Heliodoro Bravo worked so hard for so long that, when he dropped dead two weeks ago at age 39, what his wife did made sense to their friends: she kept the family restaurant open and kept working.
No time off for a funeral. Only a few scattered hours to mourn. She says she could not even spare the days or money to accompany his body to Mexico, where her husband's parents had a service and burial. "We have always had to go forward, to support the family," says Filomena Bravo, 41. "We always work and work, because we have to pay the bills. We never rest."
The Bravos worked seven days a week, 15 hours a day at El Taquito Mexicano in Upper Fells Point. They did not take vacations, Filomena Bravo says. That sort of schedule is common, particularly for small-business owners, in Baltimore's small but growing Hispanic community.
But Bravo's death July 19 -- of liver failure caused by years of overwork and heavy drinking, friends and family say -- shocked the many Baltimore residents who knew him. It also has prompted considerable discussion in the city's Hispanic community about the schedules and lifestyles of new immigrants.

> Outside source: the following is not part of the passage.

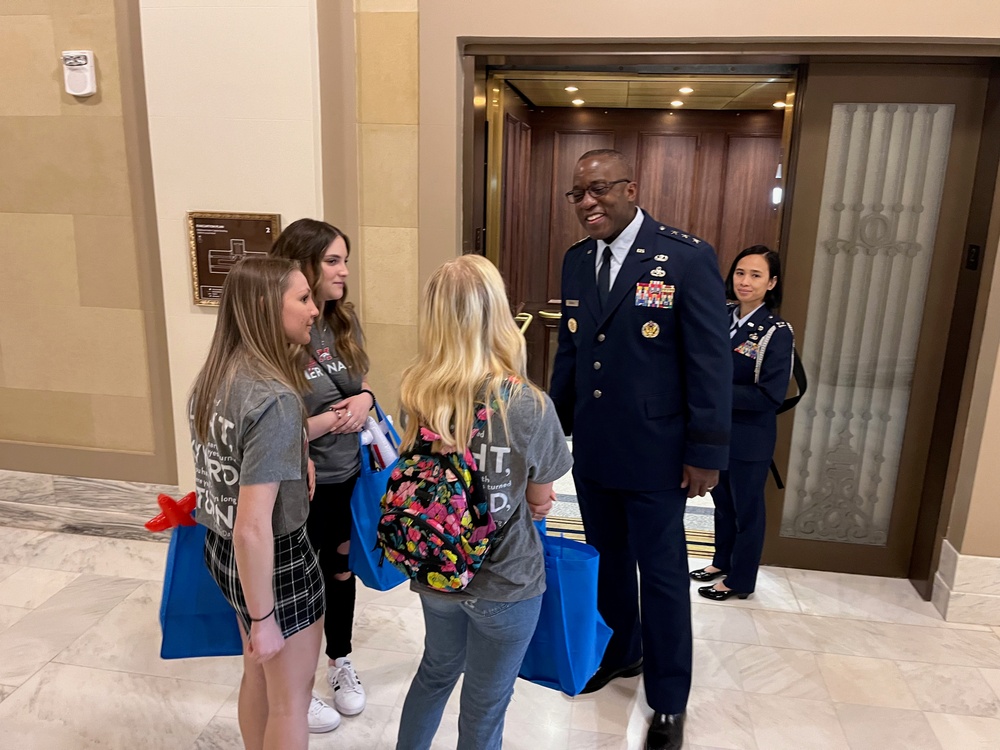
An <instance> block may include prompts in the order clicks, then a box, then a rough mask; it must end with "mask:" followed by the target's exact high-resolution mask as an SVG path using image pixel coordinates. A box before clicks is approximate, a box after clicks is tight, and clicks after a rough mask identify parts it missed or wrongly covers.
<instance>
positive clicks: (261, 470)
mask: <svg viewBox="0 0 1000 750" xmlns="http://www.w3.org/2000/svg"><path fill="white" fill-rule="evenodd" d="M317 314H318V310H317V309H316V306H315V304H314V303H313V300H312V294H311V292H310V289H309V284H308V282H307V281H306V278H305V276H303V275H302V272H301V271H299V270H298V265H297V264H295V263H294V262H292V261H288V260H283V259H278V258H263V257H252V258H247V259H245V260H243V261H240V262H239V263H237V264H236V265H235V266H233V268H232V270H231V271H230V272H229V275H228V277H227V279H226V282H225V284H224V285H223V289H222V300H221V303H220V307H219V317H218V320H217V322H216V327H215V334H214V335H213V337H212V344H211V347H210V349H209V354H208V358H207V360H206V362H205V365H204V366H203V367H202V369H201V372H200V373H199V374H198V377H197V379H196V380H195V384H194V387H193V389H192V391H191V399H190V404H189V407H190V410H189V413H190V420H191V444H192V448H193V449H194V459H195V484H196V489H197V496H198V504H197V511H196V516H195V517H196V519H197V521H198V522H199V523H201V524H203V525H204V526H206V527H207V528H208V533H207V534H206V539H205V562H206V564H207V566H208V569H209V572H210V573H211V574H212V577H213V578H214V579H215V581H216V583H218V584H219V588H221V589H222V592H223V594H224V595H225V596H226V598H227V599H228V600H229V603H230V604H232V605H233V608H234V609H235V610H236V614H237V618H238V620H239V623H240V632H241V635H242V637H243V681H242V683H241V687H240V696H239V720H240V732H241V733H242V735H243V742H244V744H245V745H246V747H248V748H261V747H263V746H264V737H265V734H266V735H267V736H268V738H269V740H270V743H271V744H272V745H275V744H276V745H277V746H280V747H282V748H290V749H292V750H295V749H298V750H305V749H306V748H307V747H308V744H309V727H308V723H307V720H306V715H307V712H308V710H309V701H310V689H309V688H310V686H311V684H312V674H313V671H314V670H315V667H316V660H317V659H318V658H319V645H320V639H321V638H322V628H323V625H322V621H323V612H324V597H323V579H322V576H321V575H320V572H319V564H318V561H317V560H316V555H315V553H314V552H313V550H312V548H311V547H310V545H309V540H308V538H307V536H306V533H305V522H306V516H307V515H308V511H309V487H308V482H309V480H308V457H307V455H306V442H305V415H304V413H303V408H302V400H301V396H300V394H301V393H302V392H303V391H304V389H305V387H306V384H305V378H304V377H303V375H302V363H301V361H300V358H301V353H302V348H301V347H302V346H303V345H305V344H308V343H309V330H310V328H311V327H312V323H313V321H314V320H315V318H316V315H317Z"/></svg>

"I think maybe we all need to slow down a little bit," says Jose Luaces, owner of The Fishery restaurant on Eastern Avenue. "You know how it is with these young guys like Heliodoro: He worked hard. And he deserved to live long and have success."
"At first, I was astonished to see the Bravos' restaurant open the day he died," says Manuel Alban, publisher of the Spanish-language weekly El Heraldo. "But in our community, it was not really a surprise, because if you don't sell, you don't eat."
Long days and hard work have always been a fact of life for immigrants, from the earliest Europeans to the most recent Korean arrivals. Local Hispanics, though, make the case that the hours are especially long in their community, in part because they have not helped one another as often or as effectively as previous immigrant groups.
"Members of this community, as immigrants, face tremendous isolation," says Haydee Rodriguez, the mayor's representative to the Hispanic community. "If there is a family that typifies hard work and integrity, Heliodoro's is it. But even in this case, the family literally could not afford to grieve."
Miguel Rivera, 44, says the death of a fellow entrepreneur five years his junior "scares me." As the owner of San Luis Restaurant on Broadway, Rivera is cook, waiter and accountant. He says his health is "fine," but his days usually start at 7 a.m. and end at 2 a.m.
"All the work can be bad to your health," says Rivera, who has owned San Luis for two years. "I think a lot of us are saying, 'Maybe we need to slow down.' "
Last week, after Bravo's death, Rivera had a talk with his wife. "I said, 'Honey, we're going to try this restaurant for one more year. And if it doesn't get any easier, I'll find some other way to make money.' " He adds: "Heliodoro has three children, and I want to be around a long time for my kids, to watch them grow up."
Heliodoro Bravo's life is similar to those of many immigrants. Born July 3, 1957, in Chinantla, a small town about 100 miles northeast of Mexico City in the state of Puebla, he wanted to make a better living than his parents, who farm there.
As a teen-ager he moved to the city of Puebla, with about 100,000 residents. When he was 18, he began dating a smart, pretty young woman from Guerrero whom he met on the assembly line at a car-parts factory. Today would have been Filomena and Heliodoro's 18th wedding anniversary.
They have three children -- Nancy, 17, Carla, 16, and Heliodoro Jr., 14. "Their father wanted very much for them to be professionals -- doctors, lawyers, nurses or whatever," Filomena Bravo says.
In need of money to support the children, Heliodoro came to the United States in 1980. He told the U.S. government that he had come to visit, but his true intent was to work and send money to his family. Bravo washed dishes in Fells Point restaurants, friends say.
After the government granted amnesty to Bravo and thousands of other illegal immigrants during the late 1980s, he arranged for his wife and children to join him in the United States. Four years ago, the family launched El Taquito.
The restaurant developed a following, but the Bravos still struggled to break even, Filomena Bravo says. Her husband often found relief after a long day of work with a few beers at a neighborhood bar, despite a doctor's recent urgings that he cut his hours and stop drinking.
She said one day last week that it is hard for her to work in the narrow dining room, adorned as it is with her husband's mementos, without crying.
On one wall, near a copy of the menu, hangs an autographed picture of Mayor Kurt L. Schmoke with a young-looking Bravo last year. On another wall, Bravo, a recent applicant for U.S. citizenship, had hung the Mexican and U.S. flags.
"It is going to be very difficult without him," his wife says. "But I have to go on working. We must go forward."